PX | É variável. Se for uma preservação da fertilidade por razões médicas, como por exemplo, uma mulher que vai fazer um tratamento oncológico e que sabe que esse tratamento vai destruir os seus óvulos, tem de fazê-lo para os preservar. O Sistema Nacional de Saúde (SNS) oferece esse tratamento e a mulher pode fazê-lo gratuitamente, sem lista de espera, no momento imediato.

No entanto, se for por uma razão social, o SNS já não comparticipa. Nesse caso, as pessoas têm de recorrer a clínicas privadas e o valor pode rondar até os três mil euros.

 

NF | Somos um dos países mais velhos do mundo. A tendência atual é ter filhos cada vez mais tarde. Considera que é necessário a Medicina evoluir no sentido de acompanhar esta tendência? De que forma?

LV | Já nos vamos habituando a ter gravidezes em mulheres cada vez mais velhas. Neste momento, tenho uma grávida com 53 anos, que fez a transferência em Espanha, porque em Portugal o tratamento nessa faixa etária já não é permitido.

Da nossa parte, só temos de avisar que numa gravidez depois dos 40 anos o risco de hipertensão na gravidez, de diabetes gestacional e de maiores complicações durante o parte são superiores. A Medicina pode avançar, mas os riscos estarão sempre presentes.

O ideal era que dessemos condições às mulheres, tal como é feito nos países nórdicos, para que estas pudessem ter uma gravidez mais cedo sem serem prejudicadas profissionalmente.

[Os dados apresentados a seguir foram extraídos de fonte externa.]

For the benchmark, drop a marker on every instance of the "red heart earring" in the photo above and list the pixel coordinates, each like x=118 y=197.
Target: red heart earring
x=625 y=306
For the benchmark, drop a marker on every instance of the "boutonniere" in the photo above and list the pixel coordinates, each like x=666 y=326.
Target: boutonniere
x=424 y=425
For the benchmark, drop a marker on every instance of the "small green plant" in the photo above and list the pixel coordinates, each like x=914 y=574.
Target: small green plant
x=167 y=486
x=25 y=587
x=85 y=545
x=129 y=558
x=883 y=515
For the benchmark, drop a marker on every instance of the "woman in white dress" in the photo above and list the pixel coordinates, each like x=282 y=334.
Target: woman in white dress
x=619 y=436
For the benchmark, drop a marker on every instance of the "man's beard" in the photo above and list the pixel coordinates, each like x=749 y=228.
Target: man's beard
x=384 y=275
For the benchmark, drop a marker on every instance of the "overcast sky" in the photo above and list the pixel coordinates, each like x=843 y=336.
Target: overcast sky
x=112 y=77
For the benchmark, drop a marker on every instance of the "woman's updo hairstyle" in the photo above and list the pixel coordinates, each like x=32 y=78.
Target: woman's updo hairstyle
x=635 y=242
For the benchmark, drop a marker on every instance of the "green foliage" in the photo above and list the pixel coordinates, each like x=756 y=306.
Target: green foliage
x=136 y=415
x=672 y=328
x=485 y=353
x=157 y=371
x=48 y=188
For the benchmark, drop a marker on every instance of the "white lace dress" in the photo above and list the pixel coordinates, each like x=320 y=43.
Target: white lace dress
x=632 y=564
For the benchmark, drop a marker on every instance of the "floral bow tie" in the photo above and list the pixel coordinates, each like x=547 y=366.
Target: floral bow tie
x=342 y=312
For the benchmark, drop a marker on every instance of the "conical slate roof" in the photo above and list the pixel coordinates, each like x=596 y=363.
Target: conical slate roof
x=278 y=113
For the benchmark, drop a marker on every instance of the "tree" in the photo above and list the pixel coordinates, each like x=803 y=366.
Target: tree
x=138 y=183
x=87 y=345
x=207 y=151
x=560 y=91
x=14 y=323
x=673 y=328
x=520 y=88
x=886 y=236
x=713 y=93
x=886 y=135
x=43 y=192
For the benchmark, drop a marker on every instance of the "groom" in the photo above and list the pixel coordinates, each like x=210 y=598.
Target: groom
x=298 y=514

Pessoalmente, acho que a Medicina não precisa de evoluir muito mais. Conseguimos ter os níveis de cuidados de saúde adequados a grávidas com mais de 40 anos, sem que haja uma morbilidade quer materna, quer fetal. Em Portugal, temos um dos melhores sistemas de saúde em termos de menor morbilidade materno-fetal. No meu entender, devemos evoluir para que as mulheres consigam engravidar mais cedo.

 

NF | Porquê esta aliança entre a SPMR e a Gedeon Richter?

PX | É uma aliança meramente circunstancial. As campanhas têm custos elevados, e a Gedeon Richter é, no fundo, a promotora da campanha, no entanto, pediu à SPMR o apoio científico para a validação da mesma.

A Gedeon Richter é uma companhia farmacêutica, portanto lançar esta campanha sozinha poderia dar a entender que esta apenas teria um interesse comercial, e nós, como sociedade científica, provamos o contrário, uma vez que além de ser importante alertar para o problema é também fundamental oferecer soluções.

Assim sendo, é esta simbiose que levou a que haja uma partilha de interesses entre as duas partes.

LV | Em termos de sociedade encontramo-nos num congresso científico entre pares. Esta campanha, tal como outras que já lançámos, visam que a sociedade tenha um papel importante em toda a população.